The same people could act as perpetrators/instigators, rescuers, or bystanders in a genocidal process. They could become beneficiaries (receiving or buying for nothing the houses and belongings of the murdered) or facilitators to victims and threatened groups, providing food and showing them ways to escape. Alternatively, they could chase away Jews who came to ask for help and hand them over to the German gendarmerie or policemen, kill them with their own hands, join the "hunt" for surviving Jews, dig graves and fill them with dirt again, perform labor duties, etc.

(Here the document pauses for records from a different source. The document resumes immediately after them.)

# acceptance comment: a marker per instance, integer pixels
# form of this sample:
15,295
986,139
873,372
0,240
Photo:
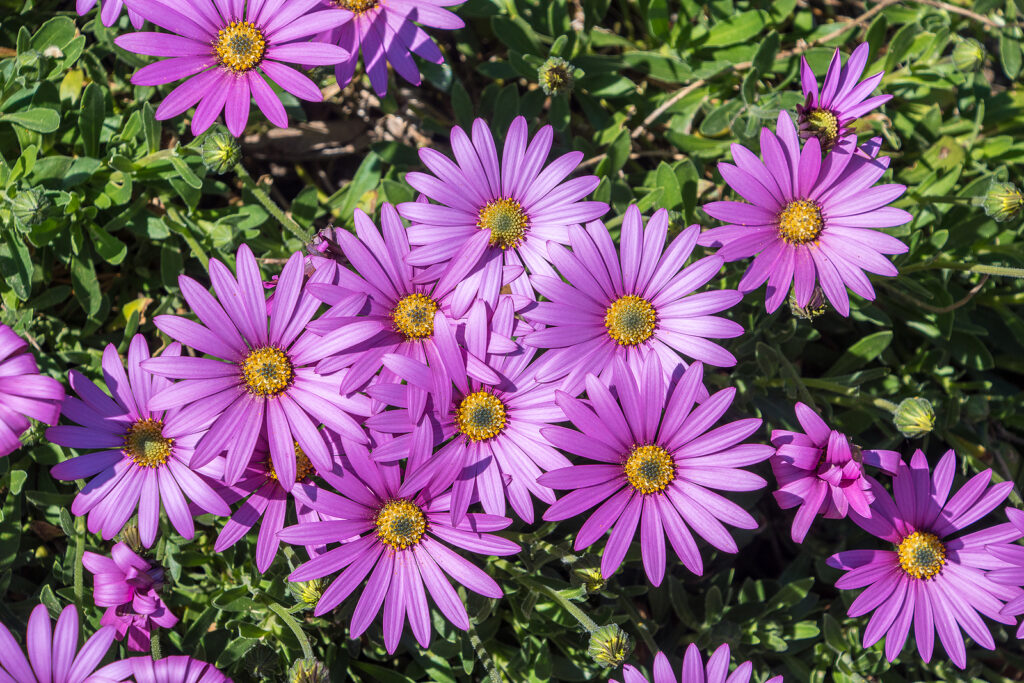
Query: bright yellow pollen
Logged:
630,321
922,555
649,468
400,523
145,444
241,46
414,316
480,416
506,220
800,222
267,372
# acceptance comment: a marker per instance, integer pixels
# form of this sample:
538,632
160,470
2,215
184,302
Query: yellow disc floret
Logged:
400,523
649,468
506,220
630,321
922,555
145,444
480,416
800,222
241,46
414,316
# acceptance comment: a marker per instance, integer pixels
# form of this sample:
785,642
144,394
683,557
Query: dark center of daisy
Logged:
630,321
267,372
241,46
480,416
801,222
649,468
506,220
145,444
414,316
400,523
922,555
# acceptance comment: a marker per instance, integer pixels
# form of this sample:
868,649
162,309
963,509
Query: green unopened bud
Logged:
609,646
1003,201
220,151
914,417
555,76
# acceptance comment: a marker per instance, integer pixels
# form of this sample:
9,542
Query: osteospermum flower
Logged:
129,587
53,652
24,392
693,670
822,472
656,464
495,215
630,305
402,547
143,455
828,113
931,579
388,32
265,385
227,50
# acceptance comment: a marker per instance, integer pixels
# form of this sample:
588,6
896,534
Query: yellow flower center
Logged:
506,220
241,46
400,523
630,321
649,469
267,371
414,316
922,555
480,416
800,222
145,444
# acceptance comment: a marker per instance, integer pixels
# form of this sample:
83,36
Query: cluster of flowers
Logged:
394,380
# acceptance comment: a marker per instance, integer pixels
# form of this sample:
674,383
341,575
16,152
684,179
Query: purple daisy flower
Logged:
168,670
388,32
656,462
495,215
144,453
226,50
266,384
401,547
53,652
693,670
24,392
828,114
807,219
822,472
929,580
129,587
489,424
631,305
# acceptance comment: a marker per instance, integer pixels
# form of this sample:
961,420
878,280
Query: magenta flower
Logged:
828,114
265,385
129,587
401,548
388,31
53,652
168,670
820,471
496,215
929,580
656,462
806,219
489,424
24,392
631,305
226,50
143,453
693,670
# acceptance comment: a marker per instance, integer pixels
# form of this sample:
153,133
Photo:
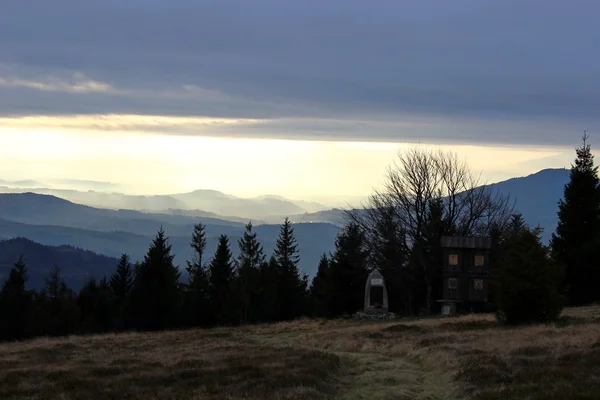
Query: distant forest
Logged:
427,195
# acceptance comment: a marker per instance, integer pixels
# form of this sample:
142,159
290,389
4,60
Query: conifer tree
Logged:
291,287
349,270
94,306
57,312
321,289
197,294
576,242
194,268
156,296
15,303
268,302
251,257
528,279
119,290
221,279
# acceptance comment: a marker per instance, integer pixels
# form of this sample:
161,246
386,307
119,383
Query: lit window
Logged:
453,259
479,259
452,283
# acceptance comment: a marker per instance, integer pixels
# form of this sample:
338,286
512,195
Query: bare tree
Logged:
428,194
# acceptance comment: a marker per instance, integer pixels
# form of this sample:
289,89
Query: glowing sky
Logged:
305,99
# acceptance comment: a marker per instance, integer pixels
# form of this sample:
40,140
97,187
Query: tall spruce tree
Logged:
221,280
94,306
291,287
156,296
269,280
119,290
321,289
15,303
197,294
349,270
576,242
56,308
251,257
195,268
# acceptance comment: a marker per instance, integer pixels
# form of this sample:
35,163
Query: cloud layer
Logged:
336,69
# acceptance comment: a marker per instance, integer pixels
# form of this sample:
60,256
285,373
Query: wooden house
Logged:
465,269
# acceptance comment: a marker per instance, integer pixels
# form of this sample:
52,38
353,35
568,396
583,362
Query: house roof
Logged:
467,242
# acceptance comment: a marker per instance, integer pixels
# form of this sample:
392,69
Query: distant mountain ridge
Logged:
76,265
53,221
536,196
50,220
209,201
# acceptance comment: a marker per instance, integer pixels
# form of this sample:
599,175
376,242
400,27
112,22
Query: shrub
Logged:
528,280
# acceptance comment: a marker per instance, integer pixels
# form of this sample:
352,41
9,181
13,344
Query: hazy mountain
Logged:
105,199
76,265
334,216
313,239
31,208
209,201
535,195
224,204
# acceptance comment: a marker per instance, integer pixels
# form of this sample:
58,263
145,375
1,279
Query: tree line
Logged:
426,195
150,295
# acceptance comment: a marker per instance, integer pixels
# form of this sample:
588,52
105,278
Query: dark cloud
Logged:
468,61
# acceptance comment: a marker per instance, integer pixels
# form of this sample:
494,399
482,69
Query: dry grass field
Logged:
457,358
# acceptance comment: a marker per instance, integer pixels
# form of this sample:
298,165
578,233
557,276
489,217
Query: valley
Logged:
111,230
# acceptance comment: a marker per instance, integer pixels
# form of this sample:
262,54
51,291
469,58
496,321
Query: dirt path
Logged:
366,371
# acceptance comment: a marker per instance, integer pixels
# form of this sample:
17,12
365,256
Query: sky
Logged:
307,99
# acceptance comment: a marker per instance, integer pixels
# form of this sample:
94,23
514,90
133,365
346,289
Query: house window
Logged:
453,260
479,259
452,283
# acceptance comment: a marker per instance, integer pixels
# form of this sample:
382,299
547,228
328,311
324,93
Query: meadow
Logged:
467,357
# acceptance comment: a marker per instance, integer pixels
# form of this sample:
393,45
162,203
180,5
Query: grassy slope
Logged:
466,357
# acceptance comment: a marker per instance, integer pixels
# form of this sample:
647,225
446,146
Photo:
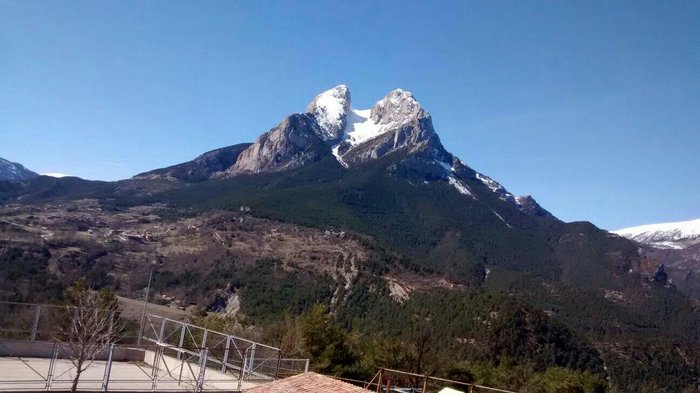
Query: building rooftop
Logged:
308,382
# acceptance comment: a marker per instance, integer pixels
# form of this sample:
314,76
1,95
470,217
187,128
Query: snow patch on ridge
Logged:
360,127
664,235
461,187
502,219
329,108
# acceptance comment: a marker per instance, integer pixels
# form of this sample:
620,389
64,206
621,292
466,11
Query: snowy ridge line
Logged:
663,235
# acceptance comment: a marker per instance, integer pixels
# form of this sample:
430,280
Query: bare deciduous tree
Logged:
92,327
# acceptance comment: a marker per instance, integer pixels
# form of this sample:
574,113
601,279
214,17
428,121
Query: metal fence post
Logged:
35,325
223,364
204,338
182,340
52,365
108,369
252,359
202,369
111,322
162,330
279,360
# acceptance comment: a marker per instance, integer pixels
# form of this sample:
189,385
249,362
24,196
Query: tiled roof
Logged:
308,383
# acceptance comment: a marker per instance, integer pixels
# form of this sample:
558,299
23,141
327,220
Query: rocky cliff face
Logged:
13,171
290,145
211,164
396,125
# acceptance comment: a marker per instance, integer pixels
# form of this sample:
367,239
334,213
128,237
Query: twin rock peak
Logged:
396,126
331,125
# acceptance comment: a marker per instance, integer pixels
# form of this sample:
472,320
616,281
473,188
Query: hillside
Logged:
12,171
365,212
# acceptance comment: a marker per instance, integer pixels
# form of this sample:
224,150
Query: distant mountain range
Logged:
420,218
671,235
675,246
13,171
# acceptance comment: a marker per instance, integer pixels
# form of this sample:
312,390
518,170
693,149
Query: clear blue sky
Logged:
593,107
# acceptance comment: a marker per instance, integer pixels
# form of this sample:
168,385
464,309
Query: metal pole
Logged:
108,369
162,330
35,325
52,365
279,360
182,341
202,369
223,364
145,300
204,338
252,360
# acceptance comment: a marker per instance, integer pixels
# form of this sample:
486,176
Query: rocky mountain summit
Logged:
397,126
13,171
671,235
675,247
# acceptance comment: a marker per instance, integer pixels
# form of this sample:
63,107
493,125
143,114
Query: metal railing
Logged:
176,356
390,380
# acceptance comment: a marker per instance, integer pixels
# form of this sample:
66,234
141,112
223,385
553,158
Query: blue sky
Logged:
593,107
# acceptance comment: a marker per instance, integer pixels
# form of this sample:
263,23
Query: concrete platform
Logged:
30,374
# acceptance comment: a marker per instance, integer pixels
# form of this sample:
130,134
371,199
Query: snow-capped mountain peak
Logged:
399,106
13,171
675,235
331,109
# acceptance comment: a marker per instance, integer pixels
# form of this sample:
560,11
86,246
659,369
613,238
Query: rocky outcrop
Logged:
210,164
13,171
291,144
395,123
331,109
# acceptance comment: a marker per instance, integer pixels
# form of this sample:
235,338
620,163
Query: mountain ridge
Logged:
12,171
676,235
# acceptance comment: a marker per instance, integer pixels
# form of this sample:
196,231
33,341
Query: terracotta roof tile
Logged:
308,383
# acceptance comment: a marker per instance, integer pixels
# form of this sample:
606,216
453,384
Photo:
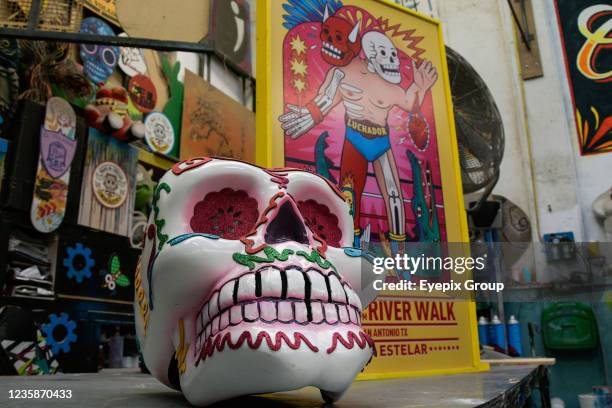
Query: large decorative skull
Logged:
99,61
382,56
340,40
247,283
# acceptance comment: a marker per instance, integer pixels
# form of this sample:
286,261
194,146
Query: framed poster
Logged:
358,92
230,31
109,184
585,27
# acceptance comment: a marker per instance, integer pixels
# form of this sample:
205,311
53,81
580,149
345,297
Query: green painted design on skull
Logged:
159,223
270,253
315,257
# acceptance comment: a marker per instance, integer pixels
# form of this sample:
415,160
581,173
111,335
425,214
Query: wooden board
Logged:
214,124
154,71
93,213
164,20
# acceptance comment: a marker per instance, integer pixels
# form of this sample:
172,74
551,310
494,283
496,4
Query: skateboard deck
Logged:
57,148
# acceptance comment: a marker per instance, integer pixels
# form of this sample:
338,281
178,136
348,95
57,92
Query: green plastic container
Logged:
569,326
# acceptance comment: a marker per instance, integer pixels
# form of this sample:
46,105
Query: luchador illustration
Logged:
359,111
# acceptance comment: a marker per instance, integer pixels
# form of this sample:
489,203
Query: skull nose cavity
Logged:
286,226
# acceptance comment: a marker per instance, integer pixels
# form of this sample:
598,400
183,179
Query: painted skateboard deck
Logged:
57,149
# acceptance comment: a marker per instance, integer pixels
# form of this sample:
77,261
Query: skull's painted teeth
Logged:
250,312
296,284
271,285
236,314
284,312
317,312
281,311
331,313
352,298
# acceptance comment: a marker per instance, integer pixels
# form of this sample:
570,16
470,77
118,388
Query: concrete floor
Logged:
129,388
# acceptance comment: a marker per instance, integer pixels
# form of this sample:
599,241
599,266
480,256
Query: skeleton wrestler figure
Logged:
368,89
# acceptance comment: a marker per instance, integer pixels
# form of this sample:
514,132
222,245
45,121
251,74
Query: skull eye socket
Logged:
228,214
90,48
321,221
109,57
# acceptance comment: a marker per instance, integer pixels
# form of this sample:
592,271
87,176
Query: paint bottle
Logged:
483,331
497,334
515,348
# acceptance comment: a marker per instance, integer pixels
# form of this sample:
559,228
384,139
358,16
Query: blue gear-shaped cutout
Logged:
49,328
85,271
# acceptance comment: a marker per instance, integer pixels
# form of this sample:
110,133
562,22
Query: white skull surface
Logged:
382,56
247,283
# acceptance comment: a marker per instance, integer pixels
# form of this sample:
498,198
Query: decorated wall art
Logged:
131,60
230,31
159,133
585,27
109,114
163,20
110,184
142,93
99,61
97,267
9,80
57,343
69,83
31,358
214,124
358,92
57,149
3,150
107,193
104,8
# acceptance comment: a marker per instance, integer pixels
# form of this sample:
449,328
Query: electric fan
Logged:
480,132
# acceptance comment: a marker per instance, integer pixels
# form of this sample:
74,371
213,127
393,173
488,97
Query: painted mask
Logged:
382,56
340,40
247,283
9,79
99,61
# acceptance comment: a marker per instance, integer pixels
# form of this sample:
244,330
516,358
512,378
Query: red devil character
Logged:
341,41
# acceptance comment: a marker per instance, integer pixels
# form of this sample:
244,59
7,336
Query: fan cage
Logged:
55,15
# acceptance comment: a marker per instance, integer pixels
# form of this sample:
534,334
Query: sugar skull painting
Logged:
248,283
99,61
358,109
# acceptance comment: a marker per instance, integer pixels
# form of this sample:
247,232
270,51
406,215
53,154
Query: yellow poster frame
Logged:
270,153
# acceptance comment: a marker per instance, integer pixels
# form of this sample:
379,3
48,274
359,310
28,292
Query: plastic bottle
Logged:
483,331
497,334
515,348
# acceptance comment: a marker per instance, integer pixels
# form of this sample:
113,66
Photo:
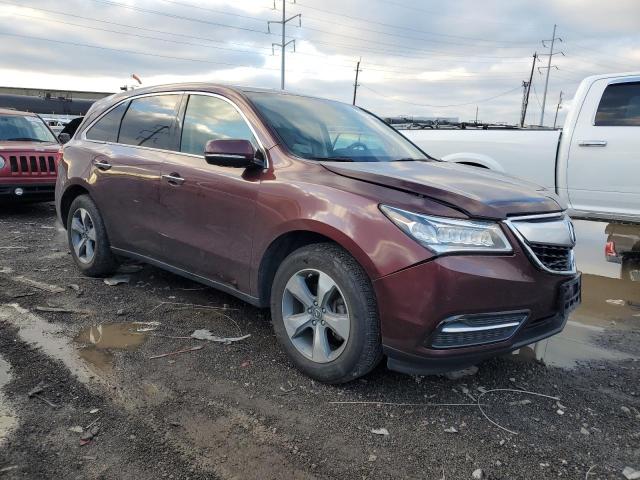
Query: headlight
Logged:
443,235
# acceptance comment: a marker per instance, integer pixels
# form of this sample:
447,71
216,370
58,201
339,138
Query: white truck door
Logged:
603,172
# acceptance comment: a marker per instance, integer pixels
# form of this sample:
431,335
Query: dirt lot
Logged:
106,409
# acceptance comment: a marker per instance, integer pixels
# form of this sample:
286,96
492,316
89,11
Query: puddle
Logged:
47,336
575,345
99,340
8,418
610,297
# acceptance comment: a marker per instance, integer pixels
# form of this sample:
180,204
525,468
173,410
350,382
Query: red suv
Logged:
29,154
360,243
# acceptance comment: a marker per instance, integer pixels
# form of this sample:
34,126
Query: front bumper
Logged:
27,191
415,301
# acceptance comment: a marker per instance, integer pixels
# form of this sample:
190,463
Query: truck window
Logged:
619,106
210,118
148,121
106,129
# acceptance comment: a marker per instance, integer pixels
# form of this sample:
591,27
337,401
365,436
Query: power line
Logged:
135,27
244,51
284,43
548,67
442,106
90,27
411,37
198,20
133,52
180,17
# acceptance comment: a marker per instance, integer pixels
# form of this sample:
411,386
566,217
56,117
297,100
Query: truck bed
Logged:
530,154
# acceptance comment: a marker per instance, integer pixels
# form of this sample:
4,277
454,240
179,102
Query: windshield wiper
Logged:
24,139
332,159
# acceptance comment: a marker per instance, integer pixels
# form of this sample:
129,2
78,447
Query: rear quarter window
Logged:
148,121
619,106
106,129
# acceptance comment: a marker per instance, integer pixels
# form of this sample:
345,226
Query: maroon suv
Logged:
359,242
29,154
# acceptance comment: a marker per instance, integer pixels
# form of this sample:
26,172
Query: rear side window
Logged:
148,121
106,129
619,106
210,118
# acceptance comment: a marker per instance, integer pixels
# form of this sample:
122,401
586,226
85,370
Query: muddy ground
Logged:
105,409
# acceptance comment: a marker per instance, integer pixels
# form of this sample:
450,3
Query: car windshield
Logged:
17,128
318,129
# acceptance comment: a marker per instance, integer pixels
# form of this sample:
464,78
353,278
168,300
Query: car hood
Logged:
29,146
475,191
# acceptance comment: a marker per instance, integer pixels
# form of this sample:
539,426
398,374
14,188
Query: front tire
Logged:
325,315
88,240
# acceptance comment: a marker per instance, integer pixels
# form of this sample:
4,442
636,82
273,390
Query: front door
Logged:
604,158
209,210
128,167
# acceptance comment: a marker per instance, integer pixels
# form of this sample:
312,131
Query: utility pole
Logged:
356,84
526,91
548,67
283,45
557,108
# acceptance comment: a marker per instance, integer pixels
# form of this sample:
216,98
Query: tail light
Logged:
610,249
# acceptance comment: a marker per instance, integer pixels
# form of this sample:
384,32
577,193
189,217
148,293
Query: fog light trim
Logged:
477,329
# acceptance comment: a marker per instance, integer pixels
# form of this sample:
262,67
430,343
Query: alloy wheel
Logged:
83,235
315,315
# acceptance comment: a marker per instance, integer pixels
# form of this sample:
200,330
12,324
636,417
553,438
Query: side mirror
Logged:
230,153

This list of things the local population could do is far from complete.
If we heed Nakhmanovich's recommendation, we should study only one of these roles, namely that of a rescuer, ignoring all the others. Therefore, if, for example, an auxiliary police officer saved Jews he knew, we would have to write about him as a rescuer, turning a blind eye to the fact that he could have participated in the murder of other Jews who were not too familiar or close to him. Or if peasants helped the Jews in exchange for some material gain (a fairly common form of behavior in those times) and thus failed to receive the honorary title of Righteous Among the Nations, shouldn't we study their activities?
Academic studies should be free from such imposed, non-productive methodological limitations. Otherwise, academic research will be replaced with memory policies and counterpropaganda. The latter is very important in war conditions, but this is a somewhat different field of activity.
The successful and free development of Holocaust studies will itself testify to the absurdity of the Kremlin's propaganda arguments. A more detailed study of the semitones often used by Russian propagandists to instrumentalize the topic is perhaps the best "weapon" in counterpropaganda. After all, this will provide us with many arguments in favor of our position. And only then will we be able to join the international Holocaust discourse and prove our respectable position there. However, this requires research, publications, and discussions rather than "a shift in emphasis."
Translated from the Ukrainian by Vasyl Starko.